Speedup ChainMap #98766

zrothberg · 2022-10-27T12:29:26Z

Feature or enhancement

Makes ChainMaps iter, copy, and parents methods lazier.

Pitch

Use itertools to reduce number of objects created. Trying to claw back performance loss due to switching to an order preserving iter method.

While this method is roughly 3 times faster then the current behavior for iter it is still ~5 times slower then sets were originally based on testing high collision chainmaps. In order to get back to the original performance there would either need to be an order preserving set object or a new method added to dict that can copy hashes without copying or accessing the underlying items. The later of which seems much easier to do but the former has more general use cases. I am unsure if any other of the custom dict objects also have suboptimal structures being used that an ordered set would resolve. I believe most of the time it's suggested to just use dict in place of an ordered set.

Previous discussion

https://bugs.python.org/issue32792
The solution I went with was based on the above discussions rejected solution.

#86653

The above change inadvertently added a major performance regression by creating multiple new dicts that caused hash to be called on every object. This removed any benefit to using update over a single iterable based constructor.

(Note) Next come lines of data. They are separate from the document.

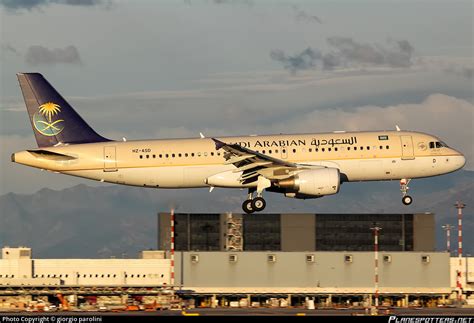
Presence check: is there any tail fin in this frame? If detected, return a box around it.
[17,73,109,147]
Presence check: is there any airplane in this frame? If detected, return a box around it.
[11,73,466,213]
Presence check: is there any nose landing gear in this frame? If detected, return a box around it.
[242,188,267,214]
[400,178,413,205]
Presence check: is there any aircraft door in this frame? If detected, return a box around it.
[104,146,117,172]
[400,136,415,159]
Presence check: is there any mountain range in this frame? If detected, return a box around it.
[0,170,474,258]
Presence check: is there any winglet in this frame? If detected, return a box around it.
[212,138,226,150]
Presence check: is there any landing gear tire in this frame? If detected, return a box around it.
[402,195,413,205]
[242,200,254,214]
[252,197,267,212]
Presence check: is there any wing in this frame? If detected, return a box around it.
[212,138,324,184]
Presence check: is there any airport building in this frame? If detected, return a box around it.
[158,213,435,251]
[0,213,474,308]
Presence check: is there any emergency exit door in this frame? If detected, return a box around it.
[400,136,415,159]
[104,146,117,172]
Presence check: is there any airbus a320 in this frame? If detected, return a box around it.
[11,73,465,213]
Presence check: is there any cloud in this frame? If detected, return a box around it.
[270,37,414,73]
[1,43,21,56]
[25,45,82,66]
[0,0,111,11]
[292,5,323,24]
[270,47,322,73]
[212,0,254,6]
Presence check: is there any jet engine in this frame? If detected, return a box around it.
[276,167,341,198]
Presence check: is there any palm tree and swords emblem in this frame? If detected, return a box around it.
[33,102,64,136]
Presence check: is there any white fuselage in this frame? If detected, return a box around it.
[12,131,465,188]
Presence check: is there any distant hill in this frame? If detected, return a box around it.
[0,171,474,258]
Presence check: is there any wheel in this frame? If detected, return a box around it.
[402,195,413,205]
[252,197,267,212]
[242,200,253,214]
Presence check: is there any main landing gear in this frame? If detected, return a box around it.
[400,178,413,205]
[242,188,267,214]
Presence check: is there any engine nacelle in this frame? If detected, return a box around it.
[277,167,341,197]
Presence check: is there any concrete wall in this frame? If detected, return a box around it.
[281,214,316,251]
[176,252,450,288]
[0,252,171,286]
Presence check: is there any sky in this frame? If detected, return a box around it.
[0,0,474,194]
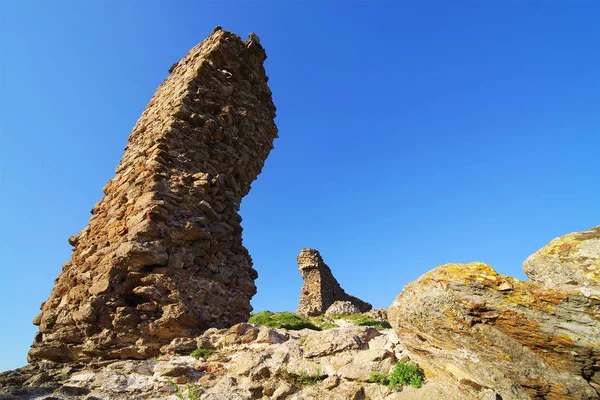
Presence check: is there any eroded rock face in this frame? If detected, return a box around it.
[523,226,600,296]
[388,263,600,400]
[29,28,277,361]
[0,323,412,400]
[325,301,364,315]
[298,249,373,315]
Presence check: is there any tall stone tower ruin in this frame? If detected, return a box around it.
[29,28,277,361]
[297,248,373,315]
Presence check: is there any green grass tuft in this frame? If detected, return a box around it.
[248,311,321,331]
[283,370,327,386]
[369,361,425,390]
[190,348,216,360]
[319,322,340,331]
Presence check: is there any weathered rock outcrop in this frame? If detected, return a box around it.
[0,323,422,400]
[298,249,373,315]
[388,263,600,400]
[523,226,600,296]
[29,28,277,361]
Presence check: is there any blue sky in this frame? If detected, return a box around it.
[0,0,600,370]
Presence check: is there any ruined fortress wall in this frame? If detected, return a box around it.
[297,248,373,315]
[29,28,277,361]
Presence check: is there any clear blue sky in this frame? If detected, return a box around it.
[0,0,600,370]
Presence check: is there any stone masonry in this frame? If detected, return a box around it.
[298,249,373,315]
[28,27,277,362]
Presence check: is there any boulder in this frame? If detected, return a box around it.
[523,226,600,296]
[388,263,600,400]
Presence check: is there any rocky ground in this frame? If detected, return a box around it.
[0,320,478,400]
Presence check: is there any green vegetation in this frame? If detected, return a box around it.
[284,369,327,386]
[331,314,392,329]
[248,311,321,331]
[169,378,202,400]
[369,361,425,390]
[190,348,216,360]
[319,322,340,331]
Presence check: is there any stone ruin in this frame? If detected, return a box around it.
[298,249,373,315]
[28,27,277,362]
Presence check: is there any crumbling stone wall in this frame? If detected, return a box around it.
[29,27,277,361]
[298,249,373,315]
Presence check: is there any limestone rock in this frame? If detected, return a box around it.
[523,226,600,296]
[388,263,600,400]
[29,28,277,362]
[0,323,404,400]
[298,249,373,315]
[325,301,364,315]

No discussion on the list slicing stuff I can find. Was an inadvertent discovery when working on the iter method.

PR: GH-98766: Modest speed-up from ChainMap.__iter__ #98946

zrothberg · 2022-10-27T13:10:11Z

Previous discussion on OrderedSet from the mailing list. Given that I would guess there would be a heavy preference for adding a method to dict that allows you to reuse hashes without accessing the values directly or calling getitem. Seems like a fairly straightforward addition but I know that is a core class. Just having that alone would make it trival to add an OrderedSet to the collections module and remove any need to do any other weird stuff.

serhiy-storchaka · 2022-10-27T16:08:36Z

Could you please provide microbenchmarks which show the speedup? I would be surprised if tuple(islice(maps, 1, None)) turns out be faster than maps[1:].

zrothberg · 2022-10-27T16:52:56Z

Whoops I don't think I benched marked that one properly when I was coding. It is faster when you have 2 items and slower every other time... I shall remove that on the PR. The speedup listed above was just for iter not the islice. For iter that was at roughly a 8 deep chainmap of with dicts holding 5 keys each.

rhettinger · 2022-10-27T22:21:07Z

I'll look at this more later but my first impression is that the analysis and approach are fundamentally unsound.

The whole effort to be "lazy" seems misguided. The payoff for lazy evaluation comes from deferring work until a later time or from possibly not doing all of the work. Neither apply in this case. The __iter__ method builds a complete, flattened dictionary and that involves fully consuming the input mappings. Adding "laziness" doesn't help at all and itself adds a cost.

ISTM that the benchmarks are only measuring the pure python loop overhead. That really stands out with an 8 level chainmap with only 5 keys. Also, if you're using string keys, since they already cache the hash values, the benchmark is not giving credit to the current code for reusing hashes rather than recomputing them (a Decimal object would not be so fortunate).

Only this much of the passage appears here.